Operations at Peter Boddy Licensed Slaughterhouse in Todmorden have been suspended by the Food Standards Agency (FSA) after officers visited with West Yorkshire Police.

The plant, at East Hey Head Farm in Hey Head Lane, is believed to have supplied horse carcasses to Farmbox Meats Ltd in Landre, Aberystwyh, which was also raided.

The FSA said the action was taken as part of an investigation into the mislabelling of horse meat, which was sold purporting to be beef for kebabs and burgers.

All meat at both premises was seized along with paperwork, including customer lists from each company. It has not been confirmed what brands and retailers the meat was destined for.

Andrew Rhodes, the FSA’s director of operations, said: “I ordered an audit of all horse producing abattoirs in the UK after this issue first arose last month and I was shocked to uncover what appears to be a blatant misleading of consumers.

“I have suspended both plants immediately while our investigations continue.”

Peter Boddy said he will co-operate with Food Standards Agency and denied officers had “raided” his premises.

He said: “It was not a raid – they are welcome to visit whenever they want, they just wanted to see my records, which I will be showing them.”

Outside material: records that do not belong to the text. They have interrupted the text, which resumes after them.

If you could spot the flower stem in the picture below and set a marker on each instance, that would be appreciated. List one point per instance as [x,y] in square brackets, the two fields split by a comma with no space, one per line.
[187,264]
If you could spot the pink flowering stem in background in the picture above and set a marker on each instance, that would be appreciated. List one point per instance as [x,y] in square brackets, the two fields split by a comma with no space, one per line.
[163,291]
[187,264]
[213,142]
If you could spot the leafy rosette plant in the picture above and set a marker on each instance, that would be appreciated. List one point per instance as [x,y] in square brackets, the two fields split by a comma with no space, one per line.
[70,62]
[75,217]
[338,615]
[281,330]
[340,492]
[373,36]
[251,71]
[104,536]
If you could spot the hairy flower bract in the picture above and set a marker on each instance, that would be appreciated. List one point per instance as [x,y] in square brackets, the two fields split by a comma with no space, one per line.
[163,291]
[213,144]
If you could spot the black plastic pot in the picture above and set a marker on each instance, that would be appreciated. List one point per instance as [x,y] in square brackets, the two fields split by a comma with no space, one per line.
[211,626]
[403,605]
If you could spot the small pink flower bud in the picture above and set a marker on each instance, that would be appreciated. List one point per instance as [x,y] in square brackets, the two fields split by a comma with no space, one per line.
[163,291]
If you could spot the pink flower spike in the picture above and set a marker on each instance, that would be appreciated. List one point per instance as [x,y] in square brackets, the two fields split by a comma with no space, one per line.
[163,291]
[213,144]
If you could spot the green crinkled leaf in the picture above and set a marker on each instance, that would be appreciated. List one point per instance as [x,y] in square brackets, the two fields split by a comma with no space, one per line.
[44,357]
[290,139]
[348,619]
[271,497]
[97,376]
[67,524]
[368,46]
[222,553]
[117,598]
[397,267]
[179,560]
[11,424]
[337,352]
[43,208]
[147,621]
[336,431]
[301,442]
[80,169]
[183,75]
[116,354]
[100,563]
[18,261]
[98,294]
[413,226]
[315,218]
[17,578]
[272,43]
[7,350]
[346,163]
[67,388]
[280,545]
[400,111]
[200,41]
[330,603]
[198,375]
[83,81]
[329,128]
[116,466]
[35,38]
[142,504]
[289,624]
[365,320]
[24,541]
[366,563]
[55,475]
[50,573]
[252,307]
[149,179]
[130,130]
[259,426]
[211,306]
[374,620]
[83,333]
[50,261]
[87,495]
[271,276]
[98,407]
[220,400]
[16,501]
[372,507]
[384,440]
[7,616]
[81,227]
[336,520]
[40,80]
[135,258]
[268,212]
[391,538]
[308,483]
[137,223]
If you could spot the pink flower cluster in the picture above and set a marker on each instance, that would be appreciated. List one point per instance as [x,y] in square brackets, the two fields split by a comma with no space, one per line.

He added that he does slaughter horses at his plant and that the meat is sold as such in the UK.

Environment Secretary Owen Paterson confirmed it was the first suspected instance of a UK abattoir passing off horse as beef. “This is absolutely shocking,” he said. “It’s totally unacceptable if any business in the UK is defrauding the public by passing off horse meat as beef.

“I expect the full force of the law to be brought down on anyone involved in this kind of activity.”

Mr Paterson earlier met representatives of supermarkets and food suppliers to discuss the growing scandal of horse meat mislabelled as beef.

Joining officials from the FSA, he talked to the Institute of Grocery Distribution, which represents food retailers and suppliers, to discuss plans for a new regime of quarterly testing of products.

Results of tests into the extent of contamination of beef products are expected on Friday.

Mr Paterson will travel to Brussels on Thursday to discuss the scandal with counterparts in EU countries.

Today’s raids came as Waitrose announced it was pulling a range of beef meatballs after tests revealed they might contain pork.

A spokesman said tests on the 480g packs of 16 frozen Essential Waitrose Meatballs had been contradictory but it was removing them from sale as a precaution.

“We have discovered that in two batches of our frozen meatballs produced last summer some of the meatballs may contain some pork,” he said.

“Several tests have been done on this product and, even though the results have been contradictory, we have taken the precautionary action of removing the frozen meatballs from sale and putting up customer information notices in all our branches.

“The meatballs are safe to eat but pork is not listed as an ingredient and should not be part of the recipe.”

Only 480g packs labelled as Best Before End June 2013 and August 2013 are affected, he added.

Supermarket giant Tesco joined frozen food firm Findus and budget retailer Aldi in dropping French supplier Comigel on Monday after discovering a range of spaghetti bolognese ready meals made by the firm contained more than 60 per cent horse meat.

The National Beef Association has suggested the words “United Kingdom origin” should be added to packaging to prevent “further cheating” by European suppliers.

Fraud investigations linked to the horse meat scandal are pointing towards the Continent, the head of food standards in Northern Ireland said.

Gerry McCurdy said the probe into the source of the fraud had still some way to go but it was clear that cost differences between beef and horse meat offered an “extremely helpful financial incentive” for wrongdoing.

“The information available to us does point in the direction of Europe but we cannot be definitive about that at this point in time until those investigations are complete,” he said.

He said 18 countries were involved and negotiations were going on with individual member states of the EU and the European Commission.